This repository contains a two-part case study on achieving precise color adherence with Google's Gemini 2.5 Flash Image (Nano Banana) model. The project includes:
- The Generation Notebook (
generation.ipynb): A practical, interactive tool that demonstrates how to use the color Image-reference method. - The Evaluation Notebook (
evaluation.ipynb): A 50-sample quantitative analysis that evaluates the accuracy of the color image-reference method compared to color text-only instructions.
- Python 3.7 or higher
- Jupyter Notebook or JupyterLab
- Google Gemini API key
You must have Python 3 and Jupyter installed. First, install the dependencies:
pip install -r requirements.txtYou will also need to enable the ipywidgets extension for Jupyter:
jupyter nbextension enable --py widgetsnbextensionGet your API key from Google AI Studio.
-
For the generation notebook (
interactive_generator.ipynb):
Open and run this notebook. The interactive widgets will allow you to generate images, test the "Use color as a reference" feature, and download your results. -
For the evaluation notebook (
evaluation_notebook.ipynb):
Open and run all cells from top to bottom.

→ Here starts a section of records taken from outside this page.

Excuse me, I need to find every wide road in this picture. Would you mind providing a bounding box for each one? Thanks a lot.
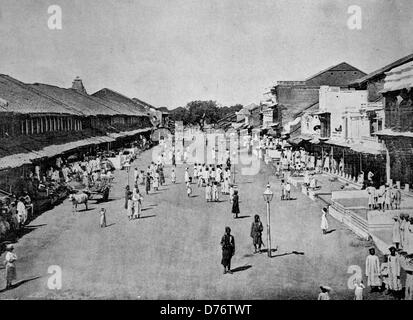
[0,146,381,299]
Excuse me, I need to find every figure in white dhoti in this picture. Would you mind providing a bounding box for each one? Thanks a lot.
[317,286,331,300]
[404,217,413,254]
[5,244,17,289]
[389,247,402,293]
[354,278,366,300]
[185,168,189,183]
[392,216,401,249]
[366,248,381,292]
[321,208,328,234]
[404,270,413,300]
[400,213,407,250]
[380,254,389,291]
[366,185,376,210]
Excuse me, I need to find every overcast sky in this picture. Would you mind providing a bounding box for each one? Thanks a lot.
[0,0,413,108]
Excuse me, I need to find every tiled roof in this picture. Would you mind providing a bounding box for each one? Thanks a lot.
[92,88,147,116]
[30,83,120,116]
[351,53,413,85]
[0,74,81,115]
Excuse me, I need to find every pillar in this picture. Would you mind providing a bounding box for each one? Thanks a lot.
[383,141,391,182]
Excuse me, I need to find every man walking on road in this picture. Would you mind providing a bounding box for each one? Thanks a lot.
[221,227,235,274]
[389,246,402,294]
[251,214,264,253]
[232,190,240,219]
[321,208,328,234]
[366,248,381,292]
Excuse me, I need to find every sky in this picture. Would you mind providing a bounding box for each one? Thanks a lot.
[0,0,413,109]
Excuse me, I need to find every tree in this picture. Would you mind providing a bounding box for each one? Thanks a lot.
[170,100,243,130]
[186,100,219,130]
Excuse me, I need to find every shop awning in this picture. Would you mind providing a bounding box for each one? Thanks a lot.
[108,128,152,139]
[351,143,385,155]
[311,110,331,115]
[324,139,351,148]
[372,129,413,138]
[381,61,413,92]
[0,136,115,170]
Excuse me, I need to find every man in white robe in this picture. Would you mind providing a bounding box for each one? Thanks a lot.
[366,248,381,292]
[389,247,402,293]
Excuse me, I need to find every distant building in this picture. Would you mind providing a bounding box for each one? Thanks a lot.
[271,62,366,132]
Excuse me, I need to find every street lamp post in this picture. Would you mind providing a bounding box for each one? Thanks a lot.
[232,151,237,184]
[263,183,274,258]
[124,162,130,186]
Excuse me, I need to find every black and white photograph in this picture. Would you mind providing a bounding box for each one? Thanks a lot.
[0,0,413,304]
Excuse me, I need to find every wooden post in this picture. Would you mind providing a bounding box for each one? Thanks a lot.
[383,141,391,182]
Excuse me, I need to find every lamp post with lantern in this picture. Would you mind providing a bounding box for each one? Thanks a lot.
[263,183,274,258]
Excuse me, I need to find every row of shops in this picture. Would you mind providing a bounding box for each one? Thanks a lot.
[0,75,154,216]
[268,55,413,190]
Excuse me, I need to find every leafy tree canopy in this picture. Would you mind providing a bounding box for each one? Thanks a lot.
[170,100,243,130]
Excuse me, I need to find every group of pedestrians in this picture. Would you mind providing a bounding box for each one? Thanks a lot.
[365,246,404,300]
[392,213,413,254]
[366,183,402,211]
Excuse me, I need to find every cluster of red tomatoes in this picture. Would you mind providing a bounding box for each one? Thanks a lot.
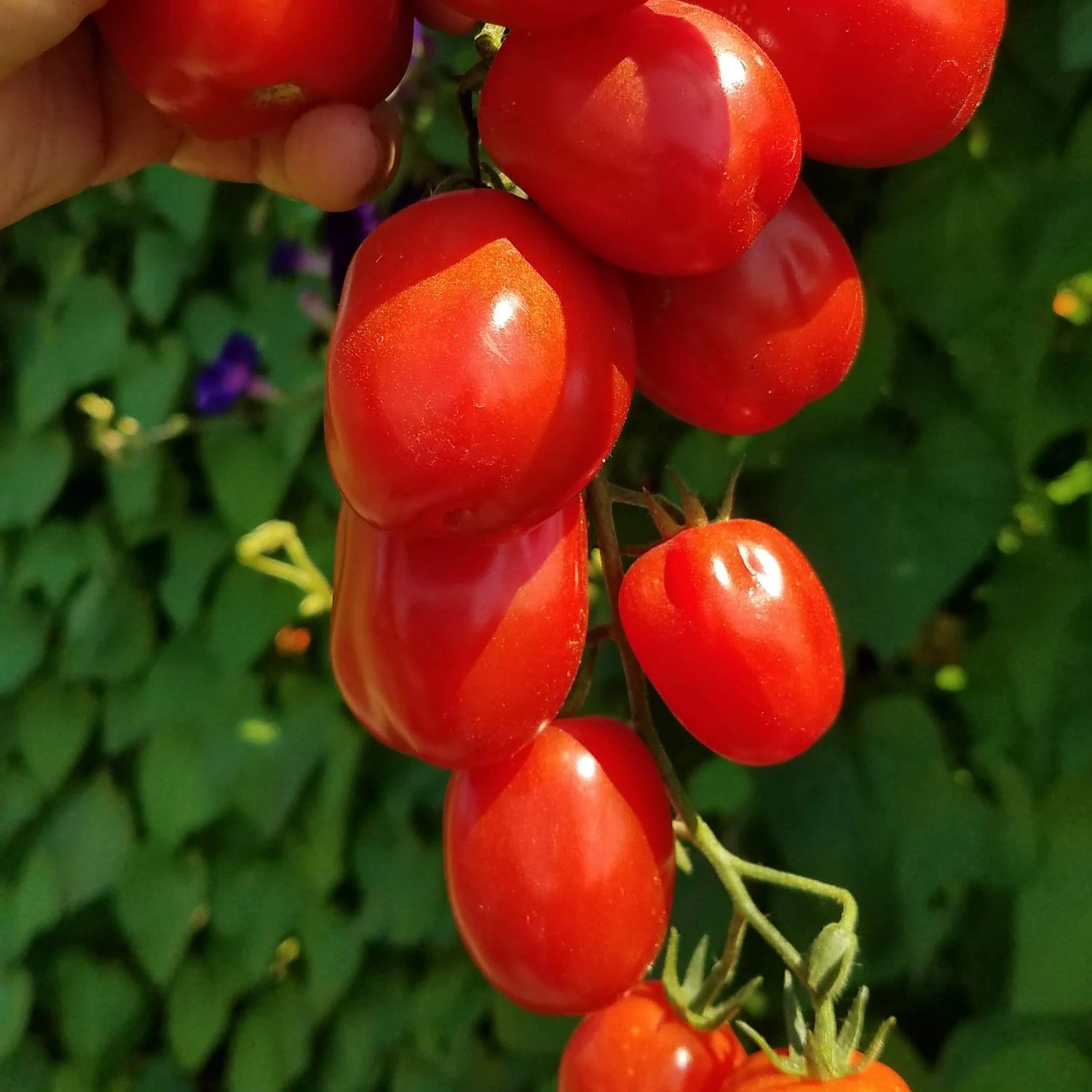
[102,0,1005,1092]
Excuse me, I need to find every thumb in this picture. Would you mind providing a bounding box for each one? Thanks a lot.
[0,0,106,81]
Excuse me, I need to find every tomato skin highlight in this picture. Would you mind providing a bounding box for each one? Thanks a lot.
[330,495,587,769]
[720,1054,910,1092]
[618,520,845,766]
[626,183,865,436]
[443,716,675,1016]
[480,0,801,275]
[327,190,636,537]
[558,982,747,1092]
[441,0,642,31]
[95,0,413,140]
[700,0,1006,167]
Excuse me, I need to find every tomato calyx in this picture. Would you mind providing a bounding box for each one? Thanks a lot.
[736,978,895,1081]
[638,459,744,542]
[662,919,762,1032]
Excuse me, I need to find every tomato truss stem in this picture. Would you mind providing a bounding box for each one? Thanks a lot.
[587,471,858,1006]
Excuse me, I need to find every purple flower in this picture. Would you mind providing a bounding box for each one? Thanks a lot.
[194,333,259,417]
[325,202,382,299]
[269,240,330,280]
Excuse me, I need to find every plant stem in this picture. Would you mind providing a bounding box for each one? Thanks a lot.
[587,471,700,826]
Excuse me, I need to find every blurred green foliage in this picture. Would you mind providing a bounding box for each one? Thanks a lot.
[0,0,1092,1092]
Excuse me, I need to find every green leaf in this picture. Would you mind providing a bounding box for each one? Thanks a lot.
[159,519,232,629]
[0,590,50,695]
[0,1039,50,1092]
[0,760,41,843]
[12,520,90,606]
[45,771,135,912]
[0,430,72,531]
[781,416,1015,657]
[129,232,190,325]
[114,336,189,428]
[954,1040,1092,1092]
[353,816,451,945]
[114,845,207,986]
[209,563,303,670]
[1013,775,1092,1013]
[15,683,98,793]
[140,167,216,244]
[227,982,310,1092]
[299,903,364,1024]
[137,731,226,845]
[61,574,155,683]
[211,855,304,983]
[200,425,294,534]
[687,758,753,815]
[167,957,236,1070]
[106,448,164,523]
[17,277,129,432]
[1059,0,1092,72]
[0,847,63,959]
[493,994,579,1057]
[54,951,144,1061]
[0,968,34,1059]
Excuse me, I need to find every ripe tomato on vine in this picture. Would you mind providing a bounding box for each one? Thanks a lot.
[626,183,865,436]
[558,982,746,1092]
[330,496,587,768]
[701,0,1006,167]
[95,0,413,140]
[618,520,845,766]
[720,1054,910,1092]
[480,0,801,274]
[443,716,675,1016]
[327,190,636,537]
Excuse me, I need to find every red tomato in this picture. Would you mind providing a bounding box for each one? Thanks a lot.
[558,982,746,1092]
[443,716,675,1015]
[627,183,865,436]
[480,0,801,274]
[618,520,845,766]
[721,1054,910,1092]
[327,190,635,537]
[451,0,641,30]
[96,0,413,140]
[330,496,587,768]
[701,0,1005,167]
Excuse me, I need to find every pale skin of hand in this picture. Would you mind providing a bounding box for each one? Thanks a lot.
[0,0,411,227]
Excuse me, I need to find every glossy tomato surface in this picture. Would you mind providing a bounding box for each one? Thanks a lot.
[720,1054,910,1092]
[558,982,746,1092]
[451,0,641,30]
[443,716,675,1016]
[330,496,587,768]
[96,0,413,140]
[618,520,845,766]
[627,183,865,436]
[327,190,635,537]
[701,0,1005,167]
[480,0,801,274]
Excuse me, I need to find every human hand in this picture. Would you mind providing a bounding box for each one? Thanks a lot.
[0,0,399,227]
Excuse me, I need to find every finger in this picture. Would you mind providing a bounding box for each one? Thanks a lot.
[0,0,106,81]
[413,0,478,34]
[258,105,401,212]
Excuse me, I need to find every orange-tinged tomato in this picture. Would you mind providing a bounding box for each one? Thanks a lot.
[720,1054,910,1092]
[443,716,675,1016]
[327,190,636,537]
[558,982,747,1092]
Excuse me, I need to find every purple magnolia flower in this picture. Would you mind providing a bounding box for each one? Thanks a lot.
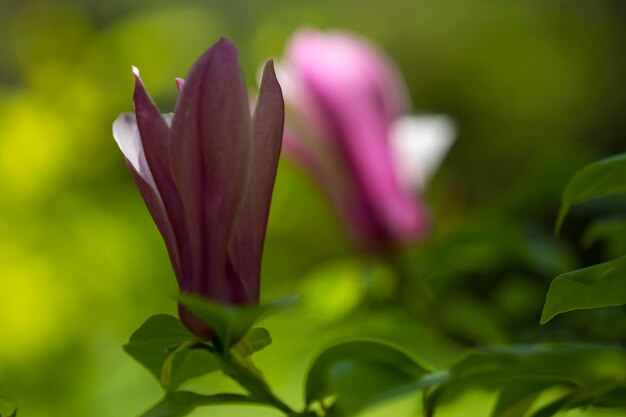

The 50-sample loop (Cell 8) will take several minutes.
.
├── generation.ipynb # Interactive image generation tool
├── evaluation.ipynb # Quantitative evaluation notebook
├── requirements.txt # Python dependencies
└── README.md # This file
- Interactive widgets for real-time image generation
- Color reference image upload functionality
- Side-by-side comparison of text-only vs. image-reference methods
- Download capabilities for generated images
- Automated testing across 50 sample cases
- Quantitative color accuracy metrics
- Statistical analysis of color adherence
- Visualization of results
This project is open source and available under the MIT License.